Whether the action itself can outdo the original remains to be seen. Just don’t tell Katie Taylor and Amanda Serrano what they can’t do. They already heard that song prior to April 30, at which point they provided the runaway choice for BoxingScene.com’s 2022 Women’s Fight of the Year.

The runners-up for BoxingScene.com’s 2022 Women’s Knockout of the Year award are listed below, in chronological order.

Marlen Esparza UD10 Naoko Fujioka (April 9, San Antonio, Texas): Don’t be fooled by the absurdly-scored shutout cards turned in by judges Jesse Reyes (100-90) and Wilfredo Esperon (100-90; the lineal/WBC/WBA flyweight championship was a nip-and-tuck affair for all ten rounds at San Antonio’s famed Alamodome. Judge Lisa Giampa (97-93) was the closest to reality, as Houston’s Esparza (13-1, 1KO) opened hot and closed strong to defend her WBC title while lifting the WB title from Fujioka, Japan’s lone-ever five-division champion.  
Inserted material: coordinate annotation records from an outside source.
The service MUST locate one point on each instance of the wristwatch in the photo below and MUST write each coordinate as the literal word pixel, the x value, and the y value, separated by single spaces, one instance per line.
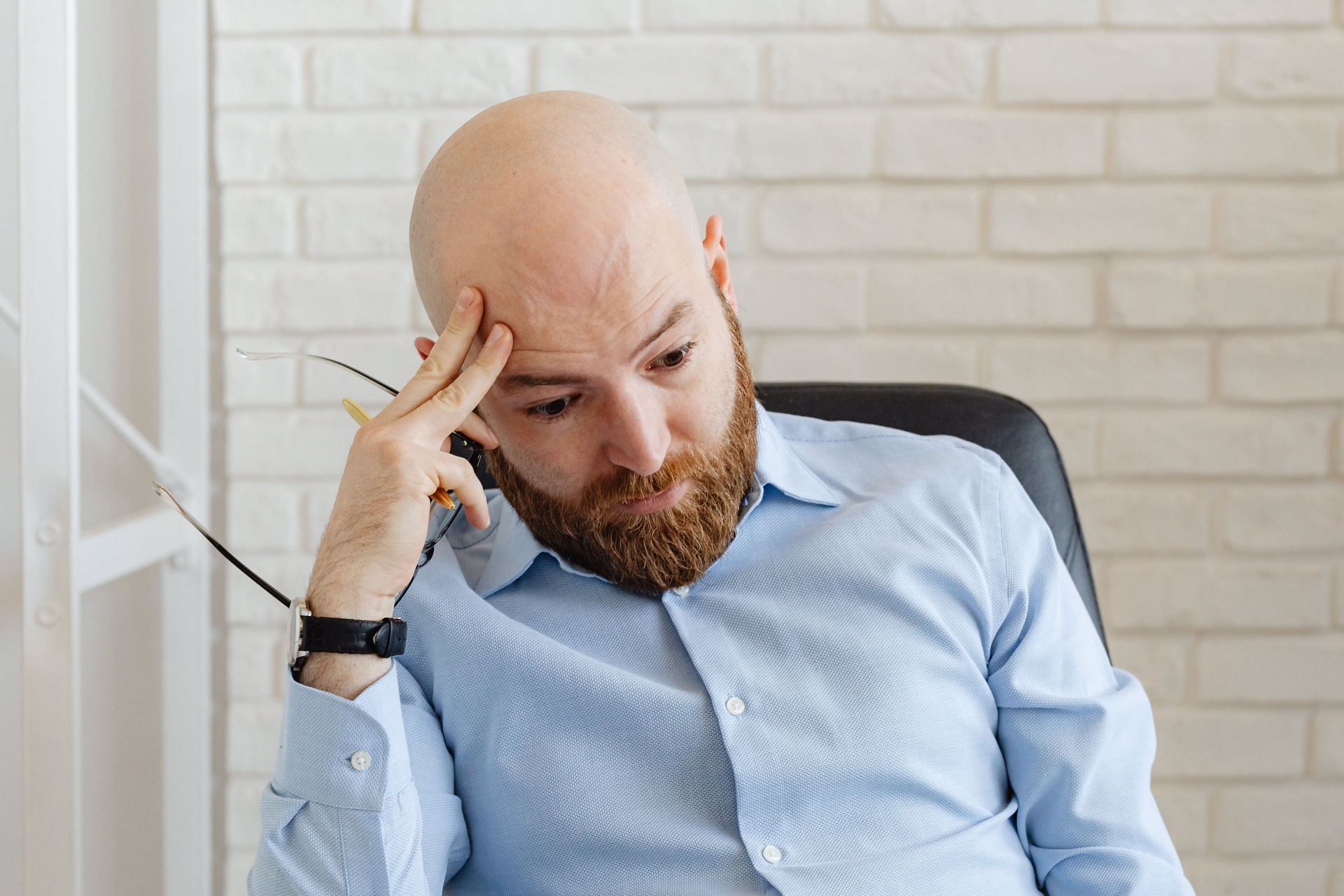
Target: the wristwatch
pixel 385 637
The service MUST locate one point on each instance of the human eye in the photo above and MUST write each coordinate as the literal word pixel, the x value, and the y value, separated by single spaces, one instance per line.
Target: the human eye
pixel 685 351
pixel 558 409
pixel 538 413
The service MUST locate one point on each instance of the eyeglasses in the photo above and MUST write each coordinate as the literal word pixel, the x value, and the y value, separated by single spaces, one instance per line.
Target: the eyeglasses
pixel 475 451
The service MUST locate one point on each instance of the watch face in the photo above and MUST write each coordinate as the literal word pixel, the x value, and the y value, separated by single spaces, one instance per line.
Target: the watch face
pixel 295 636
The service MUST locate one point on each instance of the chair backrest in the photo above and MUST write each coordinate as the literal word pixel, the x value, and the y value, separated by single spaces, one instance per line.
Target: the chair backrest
pixel 992 419
pixel 984 416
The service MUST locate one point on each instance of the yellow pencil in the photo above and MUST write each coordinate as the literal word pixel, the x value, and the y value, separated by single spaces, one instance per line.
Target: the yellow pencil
pixel 362 416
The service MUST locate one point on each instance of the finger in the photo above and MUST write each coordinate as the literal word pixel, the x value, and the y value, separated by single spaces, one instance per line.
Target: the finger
pixel 456 475
pixel 452 403
pixel 445 358
pixel 475 428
Delfine Persoon UD10 Elhem Mekhaled (May 21, Abu Dhabi, UAE): The lone non-title fight on this year’s list was also by far the standout moment on what was otherwise a dumpster fire of an event. The bout was nearly scrapped after the traveling circus topped by Floyd Mayweather’s exhibition bout versus Don Moore was forced to shut down plans for an already rescheduled date in Dubai. Belgium’s Persoon and France’s Mekhaled already flew back home before being put back on a plane barely 48 hours ahead of what became a fiercely contested ten-round slugfest. Persoon (47-3, 19KOs)—a former long-reigning WBC lightweight titlist—outlasted the unbeaten Mekhaled to earn a close but well-deserved points win.

Claressa Shields UD10 Savannah Marshall (October 15, London): The undisputed middleweight championship easily wins this category in any other year. The significance of the fight and the event it topped was significant to where the death of Queen Elizabeth II could merely postpone it by five weeks but not prevent it from ultimately taking place. Shields (13-0, 2KOs) entered as a two-time Olympic Gold medalist and unbeaten three-division champ but whose lone defeat in the amateurs came ten years prior to Marshall (12-1, 10KOs), who was given no worse than a puncher’s chance to repeat the feat in the pro ranks. Shields prevailed in what the self-proclaimed ‘GWOAT’ (Greatest Woman Of All Time) confessed to be the toughest fight of her storied career to fully unify the middleweight division for the second time and become a three-time undisputed champ.